The mechanisms that allow granulomas to form frequently also induce activity in fibroblasts and therefore cause fibrosis; this fibrosis can assist in the containment of the organism. However, the space-occupying effect of granulomas within the micro-anatomy of an organ when coupled with this fibrosis is responsible for many of the clinical features of granulomatous diseases simply because having granulomas and fibrosis where there should be normal tissue impairs organ function. If the granulomas are necrotic, the tissue destruction that accompanies this necrosis exacerbates the situation. The signs and symptoms that result from this basic form of pathology will vary from organ to organ but share this common cause of replacement by granulomas and fibrosis and will generally be centred around organ hypofunction and sometimes a mass effect if the granulomatous and fibrotic response is very marked.

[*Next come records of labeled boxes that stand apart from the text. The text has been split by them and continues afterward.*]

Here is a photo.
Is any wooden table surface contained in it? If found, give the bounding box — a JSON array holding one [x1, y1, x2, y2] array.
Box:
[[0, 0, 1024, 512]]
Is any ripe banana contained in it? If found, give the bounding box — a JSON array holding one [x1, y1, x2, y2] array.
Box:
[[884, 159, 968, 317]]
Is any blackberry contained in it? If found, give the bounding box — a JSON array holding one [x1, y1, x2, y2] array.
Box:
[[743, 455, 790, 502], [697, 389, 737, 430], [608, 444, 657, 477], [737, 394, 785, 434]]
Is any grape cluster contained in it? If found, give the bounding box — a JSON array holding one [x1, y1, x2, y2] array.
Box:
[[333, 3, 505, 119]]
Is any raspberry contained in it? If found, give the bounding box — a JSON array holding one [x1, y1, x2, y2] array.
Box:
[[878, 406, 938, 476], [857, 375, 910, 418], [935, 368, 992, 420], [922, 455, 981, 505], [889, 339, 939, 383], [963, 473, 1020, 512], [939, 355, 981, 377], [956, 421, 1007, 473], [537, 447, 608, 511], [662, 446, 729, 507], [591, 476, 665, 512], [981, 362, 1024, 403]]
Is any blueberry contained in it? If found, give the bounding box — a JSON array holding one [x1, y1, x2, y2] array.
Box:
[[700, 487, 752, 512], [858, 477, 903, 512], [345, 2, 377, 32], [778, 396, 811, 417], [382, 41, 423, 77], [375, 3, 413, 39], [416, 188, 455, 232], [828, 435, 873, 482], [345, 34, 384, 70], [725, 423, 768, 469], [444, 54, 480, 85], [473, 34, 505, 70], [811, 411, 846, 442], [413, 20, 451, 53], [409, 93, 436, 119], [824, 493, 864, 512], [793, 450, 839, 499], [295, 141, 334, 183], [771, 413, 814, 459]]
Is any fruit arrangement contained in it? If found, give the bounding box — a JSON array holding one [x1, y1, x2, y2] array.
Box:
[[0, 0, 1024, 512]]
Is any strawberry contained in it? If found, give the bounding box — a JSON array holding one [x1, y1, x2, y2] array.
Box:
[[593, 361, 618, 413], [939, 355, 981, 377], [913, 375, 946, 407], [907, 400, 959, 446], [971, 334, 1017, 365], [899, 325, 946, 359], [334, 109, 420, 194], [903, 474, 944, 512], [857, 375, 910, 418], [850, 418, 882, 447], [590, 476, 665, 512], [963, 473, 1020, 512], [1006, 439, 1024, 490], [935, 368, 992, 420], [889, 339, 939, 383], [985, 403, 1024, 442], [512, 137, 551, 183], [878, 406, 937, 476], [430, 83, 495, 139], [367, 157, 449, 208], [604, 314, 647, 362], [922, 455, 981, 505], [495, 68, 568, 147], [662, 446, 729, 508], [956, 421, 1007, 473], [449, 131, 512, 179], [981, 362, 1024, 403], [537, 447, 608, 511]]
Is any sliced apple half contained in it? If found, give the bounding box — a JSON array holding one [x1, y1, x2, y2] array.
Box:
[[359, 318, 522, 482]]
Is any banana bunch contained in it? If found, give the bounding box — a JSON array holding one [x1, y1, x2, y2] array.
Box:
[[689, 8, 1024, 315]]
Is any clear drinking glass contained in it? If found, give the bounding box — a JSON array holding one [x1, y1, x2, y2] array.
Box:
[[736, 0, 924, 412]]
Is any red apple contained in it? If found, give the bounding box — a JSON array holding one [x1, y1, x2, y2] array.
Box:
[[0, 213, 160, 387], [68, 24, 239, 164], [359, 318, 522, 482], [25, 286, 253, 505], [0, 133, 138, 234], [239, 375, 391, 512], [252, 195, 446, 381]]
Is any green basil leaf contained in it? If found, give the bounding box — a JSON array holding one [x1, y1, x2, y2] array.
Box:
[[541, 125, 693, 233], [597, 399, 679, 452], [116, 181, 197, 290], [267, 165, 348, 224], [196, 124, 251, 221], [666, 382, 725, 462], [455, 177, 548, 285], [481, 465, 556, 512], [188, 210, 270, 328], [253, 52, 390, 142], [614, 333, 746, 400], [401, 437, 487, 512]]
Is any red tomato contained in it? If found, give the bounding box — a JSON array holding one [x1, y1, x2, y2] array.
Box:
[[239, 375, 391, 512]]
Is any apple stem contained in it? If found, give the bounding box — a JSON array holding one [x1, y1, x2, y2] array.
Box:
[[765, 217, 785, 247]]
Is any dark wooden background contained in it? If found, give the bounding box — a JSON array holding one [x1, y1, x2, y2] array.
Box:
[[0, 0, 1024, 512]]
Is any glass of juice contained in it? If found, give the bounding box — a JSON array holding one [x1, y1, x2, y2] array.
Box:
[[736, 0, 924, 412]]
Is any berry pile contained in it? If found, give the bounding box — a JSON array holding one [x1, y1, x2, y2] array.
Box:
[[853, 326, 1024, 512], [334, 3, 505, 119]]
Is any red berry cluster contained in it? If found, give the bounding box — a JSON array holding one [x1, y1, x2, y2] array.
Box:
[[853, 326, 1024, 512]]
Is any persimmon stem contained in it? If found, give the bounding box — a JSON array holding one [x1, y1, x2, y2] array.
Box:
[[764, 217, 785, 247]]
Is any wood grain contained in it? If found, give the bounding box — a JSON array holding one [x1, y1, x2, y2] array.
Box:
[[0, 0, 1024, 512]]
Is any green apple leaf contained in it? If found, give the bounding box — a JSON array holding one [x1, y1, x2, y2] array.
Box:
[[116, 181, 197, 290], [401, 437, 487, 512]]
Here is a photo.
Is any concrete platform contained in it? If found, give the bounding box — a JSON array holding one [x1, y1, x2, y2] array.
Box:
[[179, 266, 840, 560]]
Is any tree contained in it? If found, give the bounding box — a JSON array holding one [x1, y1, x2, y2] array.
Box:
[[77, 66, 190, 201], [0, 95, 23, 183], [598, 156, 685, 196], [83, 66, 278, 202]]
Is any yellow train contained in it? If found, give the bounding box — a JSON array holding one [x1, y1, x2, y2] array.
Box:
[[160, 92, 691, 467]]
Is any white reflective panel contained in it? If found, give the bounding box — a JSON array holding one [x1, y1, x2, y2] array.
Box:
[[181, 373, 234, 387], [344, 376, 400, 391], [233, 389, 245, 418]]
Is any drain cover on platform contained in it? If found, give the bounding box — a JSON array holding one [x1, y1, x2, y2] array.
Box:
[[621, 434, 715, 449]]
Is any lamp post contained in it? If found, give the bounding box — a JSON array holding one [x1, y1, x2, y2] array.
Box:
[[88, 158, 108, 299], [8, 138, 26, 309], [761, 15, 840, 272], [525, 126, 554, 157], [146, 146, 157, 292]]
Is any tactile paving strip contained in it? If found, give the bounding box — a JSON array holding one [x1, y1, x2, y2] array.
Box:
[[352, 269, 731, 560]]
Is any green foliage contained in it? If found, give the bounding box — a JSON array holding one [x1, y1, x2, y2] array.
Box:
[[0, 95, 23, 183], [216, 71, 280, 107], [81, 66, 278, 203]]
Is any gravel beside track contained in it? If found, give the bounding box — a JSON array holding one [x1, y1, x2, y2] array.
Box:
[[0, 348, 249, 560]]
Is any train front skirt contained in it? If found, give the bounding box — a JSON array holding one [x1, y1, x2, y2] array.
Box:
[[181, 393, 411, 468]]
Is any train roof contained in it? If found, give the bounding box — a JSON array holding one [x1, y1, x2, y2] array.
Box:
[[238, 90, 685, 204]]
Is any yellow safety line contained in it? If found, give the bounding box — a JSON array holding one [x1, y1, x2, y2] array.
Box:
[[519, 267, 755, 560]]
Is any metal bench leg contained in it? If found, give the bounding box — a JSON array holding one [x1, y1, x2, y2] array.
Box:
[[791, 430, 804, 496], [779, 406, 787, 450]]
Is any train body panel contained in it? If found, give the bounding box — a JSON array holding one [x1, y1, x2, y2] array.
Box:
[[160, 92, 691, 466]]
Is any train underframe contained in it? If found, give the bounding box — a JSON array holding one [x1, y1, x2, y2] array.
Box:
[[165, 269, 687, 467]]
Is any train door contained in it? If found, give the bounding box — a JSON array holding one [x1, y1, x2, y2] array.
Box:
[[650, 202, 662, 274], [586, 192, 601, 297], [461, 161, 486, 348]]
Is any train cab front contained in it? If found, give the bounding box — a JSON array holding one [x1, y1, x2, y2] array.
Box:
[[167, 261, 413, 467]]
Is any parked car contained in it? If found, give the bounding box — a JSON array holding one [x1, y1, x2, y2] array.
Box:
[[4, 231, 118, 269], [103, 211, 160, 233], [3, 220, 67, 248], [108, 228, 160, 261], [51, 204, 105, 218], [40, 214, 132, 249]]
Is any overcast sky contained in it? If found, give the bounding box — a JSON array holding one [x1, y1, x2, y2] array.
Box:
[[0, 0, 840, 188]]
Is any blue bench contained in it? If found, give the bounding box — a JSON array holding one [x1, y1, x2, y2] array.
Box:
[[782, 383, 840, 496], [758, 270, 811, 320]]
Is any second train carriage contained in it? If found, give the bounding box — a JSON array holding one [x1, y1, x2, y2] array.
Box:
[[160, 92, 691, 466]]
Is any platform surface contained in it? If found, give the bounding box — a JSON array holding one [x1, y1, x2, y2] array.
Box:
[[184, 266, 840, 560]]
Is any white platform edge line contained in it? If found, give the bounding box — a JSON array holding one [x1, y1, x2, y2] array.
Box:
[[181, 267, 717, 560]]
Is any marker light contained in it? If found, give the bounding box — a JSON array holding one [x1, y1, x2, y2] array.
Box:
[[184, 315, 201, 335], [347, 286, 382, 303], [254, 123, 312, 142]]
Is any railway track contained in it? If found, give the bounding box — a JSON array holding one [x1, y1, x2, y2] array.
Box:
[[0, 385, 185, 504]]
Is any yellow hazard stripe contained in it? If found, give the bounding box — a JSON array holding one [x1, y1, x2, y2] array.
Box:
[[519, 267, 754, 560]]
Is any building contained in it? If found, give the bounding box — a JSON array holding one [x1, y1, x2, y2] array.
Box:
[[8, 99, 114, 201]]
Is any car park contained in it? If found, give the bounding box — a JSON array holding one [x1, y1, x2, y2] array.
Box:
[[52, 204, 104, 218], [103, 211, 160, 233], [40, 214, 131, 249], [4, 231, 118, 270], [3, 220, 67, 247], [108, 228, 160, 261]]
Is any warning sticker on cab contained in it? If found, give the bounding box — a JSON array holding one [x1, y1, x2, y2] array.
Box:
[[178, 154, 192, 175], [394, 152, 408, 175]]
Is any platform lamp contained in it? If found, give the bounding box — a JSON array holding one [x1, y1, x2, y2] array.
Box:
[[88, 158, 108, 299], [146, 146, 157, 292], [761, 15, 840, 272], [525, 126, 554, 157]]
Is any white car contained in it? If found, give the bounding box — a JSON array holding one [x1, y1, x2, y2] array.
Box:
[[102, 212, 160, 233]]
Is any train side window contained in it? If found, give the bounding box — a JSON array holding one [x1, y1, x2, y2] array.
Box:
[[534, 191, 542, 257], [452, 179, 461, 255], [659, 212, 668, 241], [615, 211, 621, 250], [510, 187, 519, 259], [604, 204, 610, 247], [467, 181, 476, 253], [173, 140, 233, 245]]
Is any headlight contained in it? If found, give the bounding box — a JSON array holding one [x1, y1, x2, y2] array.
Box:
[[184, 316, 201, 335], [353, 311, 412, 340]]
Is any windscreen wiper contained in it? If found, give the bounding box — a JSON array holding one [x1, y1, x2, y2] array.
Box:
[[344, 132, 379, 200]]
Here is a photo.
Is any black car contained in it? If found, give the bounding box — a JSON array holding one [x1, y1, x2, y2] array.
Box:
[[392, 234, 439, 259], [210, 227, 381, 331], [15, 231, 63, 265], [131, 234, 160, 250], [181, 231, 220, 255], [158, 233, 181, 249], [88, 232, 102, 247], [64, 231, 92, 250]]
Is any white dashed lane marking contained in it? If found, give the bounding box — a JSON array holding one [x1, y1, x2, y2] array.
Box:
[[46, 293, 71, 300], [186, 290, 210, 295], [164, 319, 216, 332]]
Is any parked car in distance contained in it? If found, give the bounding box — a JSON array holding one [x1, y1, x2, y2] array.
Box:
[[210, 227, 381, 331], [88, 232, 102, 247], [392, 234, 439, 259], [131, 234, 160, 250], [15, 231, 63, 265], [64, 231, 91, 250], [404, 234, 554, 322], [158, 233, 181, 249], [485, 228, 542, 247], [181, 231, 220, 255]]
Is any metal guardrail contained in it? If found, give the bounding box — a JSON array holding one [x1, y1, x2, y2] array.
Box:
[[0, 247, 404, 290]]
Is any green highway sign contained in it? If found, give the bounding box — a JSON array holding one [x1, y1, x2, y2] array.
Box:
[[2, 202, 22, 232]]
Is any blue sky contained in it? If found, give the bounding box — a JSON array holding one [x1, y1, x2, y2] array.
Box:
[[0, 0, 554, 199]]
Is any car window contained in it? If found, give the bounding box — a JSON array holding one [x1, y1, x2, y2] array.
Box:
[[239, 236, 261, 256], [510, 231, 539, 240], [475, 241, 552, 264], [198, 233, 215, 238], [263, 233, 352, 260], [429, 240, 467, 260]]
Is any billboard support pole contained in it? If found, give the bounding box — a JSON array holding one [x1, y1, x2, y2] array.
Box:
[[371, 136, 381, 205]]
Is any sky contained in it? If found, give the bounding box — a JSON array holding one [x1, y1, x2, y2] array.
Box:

Diagnosis of Granulomatous Diseases

If a histopathological specimen, particularly a biopsy, features granulomas, it is often not possible to offer a definitive diagnosis as to the origin of the granulomas based upon the histopathology alone. To an extent, this reflects the ability of tuberculosis to affect virtually any organ in the body and the fact that the absence of necrosis in the granulomas does not exclude tuberculosis; there may also be other infections that need to be considered. Instead, the histopathological findings have to be placed in the overall clinical context that will typically include the results of microbiological analysis of the affected organ(s). Histopathology specimens can be stained for mycobacteria, but the organisms are often elusive and a negative stain does not exclude infection, so microbiology is essential. Furthermore, only microbiological analysis can determine to which antibiotics the mycobacteria are sensitive.